Secondo una scuola di pensiero sin troppo fortunata (soprattutto in Italia), la filosofia non avrebbe nulla a che fare con la scienza. Secondo Heidegger, per esempio, "la scienza non pensa" - e sarebbe un errore capitale se i filosofi si preoccupassero di ciò che fanno gli scienziati. Contro questa posizione si schierano oggi i fautori della filosofia scientifica (da Dennett a Pinker), secondo i quali la filosofia dovrebbe porsi in continuità con la scienza, e forse annullarsi in essa, perché la scienza è l'unica nostra fonte di accesso alla realtà. Il dibattito tra questi due punti di vista è molto serrato, ma sembra quasi un dialogo tra sordi.

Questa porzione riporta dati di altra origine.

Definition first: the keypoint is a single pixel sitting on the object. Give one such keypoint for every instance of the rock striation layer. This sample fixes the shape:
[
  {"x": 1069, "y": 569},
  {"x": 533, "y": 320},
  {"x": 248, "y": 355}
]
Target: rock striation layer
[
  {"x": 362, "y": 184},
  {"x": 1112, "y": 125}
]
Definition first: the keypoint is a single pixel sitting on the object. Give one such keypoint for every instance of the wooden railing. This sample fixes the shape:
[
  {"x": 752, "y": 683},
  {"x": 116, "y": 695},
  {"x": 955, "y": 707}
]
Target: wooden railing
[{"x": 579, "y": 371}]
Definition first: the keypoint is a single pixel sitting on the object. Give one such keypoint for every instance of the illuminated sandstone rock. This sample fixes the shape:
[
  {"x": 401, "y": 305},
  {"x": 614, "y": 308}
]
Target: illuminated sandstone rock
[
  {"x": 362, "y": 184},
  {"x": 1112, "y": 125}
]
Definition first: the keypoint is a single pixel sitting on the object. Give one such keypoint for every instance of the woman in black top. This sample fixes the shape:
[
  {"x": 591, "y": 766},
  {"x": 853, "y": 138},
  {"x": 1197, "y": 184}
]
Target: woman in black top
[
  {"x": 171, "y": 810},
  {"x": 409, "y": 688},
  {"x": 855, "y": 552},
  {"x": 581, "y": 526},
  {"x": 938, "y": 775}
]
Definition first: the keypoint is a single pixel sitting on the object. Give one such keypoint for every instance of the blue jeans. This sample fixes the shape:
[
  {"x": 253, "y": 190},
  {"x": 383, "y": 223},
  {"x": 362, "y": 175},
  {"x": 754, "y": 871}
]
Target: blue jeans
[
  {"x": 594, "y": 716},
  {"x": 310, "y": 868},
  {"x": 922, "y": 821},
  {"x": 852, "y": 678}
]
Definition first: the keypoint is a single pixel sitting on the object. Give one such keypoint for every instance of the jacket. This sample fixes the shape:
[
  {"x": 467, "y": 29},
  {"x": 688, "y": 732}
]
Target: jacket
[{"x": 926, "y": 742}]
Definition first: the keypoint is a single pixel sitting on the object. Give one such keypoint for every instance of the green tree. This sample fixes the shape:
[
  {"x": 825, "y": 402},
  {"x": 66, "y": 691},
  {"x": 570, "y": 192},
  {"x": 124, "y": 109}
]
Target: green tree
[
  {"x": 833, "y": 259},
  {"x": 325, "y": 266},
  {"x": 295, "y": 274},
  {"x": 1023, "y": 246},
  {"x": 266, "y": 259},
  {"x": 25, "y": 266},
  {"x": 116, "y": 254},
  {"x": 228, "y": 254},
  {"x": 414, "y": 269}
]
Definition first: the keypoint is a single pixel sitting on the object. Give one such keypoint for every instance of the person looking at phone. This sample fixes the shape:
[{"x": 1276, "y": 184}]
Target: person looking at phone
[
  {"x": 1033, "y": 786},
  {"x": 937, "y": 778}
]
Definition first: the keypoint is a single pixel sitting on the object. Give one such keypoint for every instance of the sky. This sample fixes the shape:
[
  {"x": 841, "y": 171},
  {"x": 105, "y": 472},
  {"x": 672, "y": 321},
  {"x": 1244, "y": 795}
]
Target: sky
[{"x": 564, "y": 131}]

Il naturalismo pluralistico può rappresentare una via di uscita a questa impasse. La proposta è quella di una filosofia informata di ciò che accade in campo scientifico - una filosofia che deve perseguire la compatibilità tra le tesi filosofiche e le teorie scientifiche - ma senza smarrire l'autonomia, la specificità e il valore della ricerca filosofica in quanto tale. In questa prospettiva, sono criticabili tanto il ritorno di fiamma di posizioni che si sperava scomparse (come il creazionismo dei difensori del Disegno Intelligente o il relativismo assoluto degli ultimi post-moderni) quanto lo scientismo di chi ritiene che i problemi etici stiano per essere risolti dalla genetica, dalle neuroscienze o dalla psicologia evoluzionistica. La complessità del mondo umano è tale, infatti, che si può sperare di spiegarla soltanto attraverso una pluralità di prospettive, compatibili con la scienza ma non necessariamente riducibili a essa.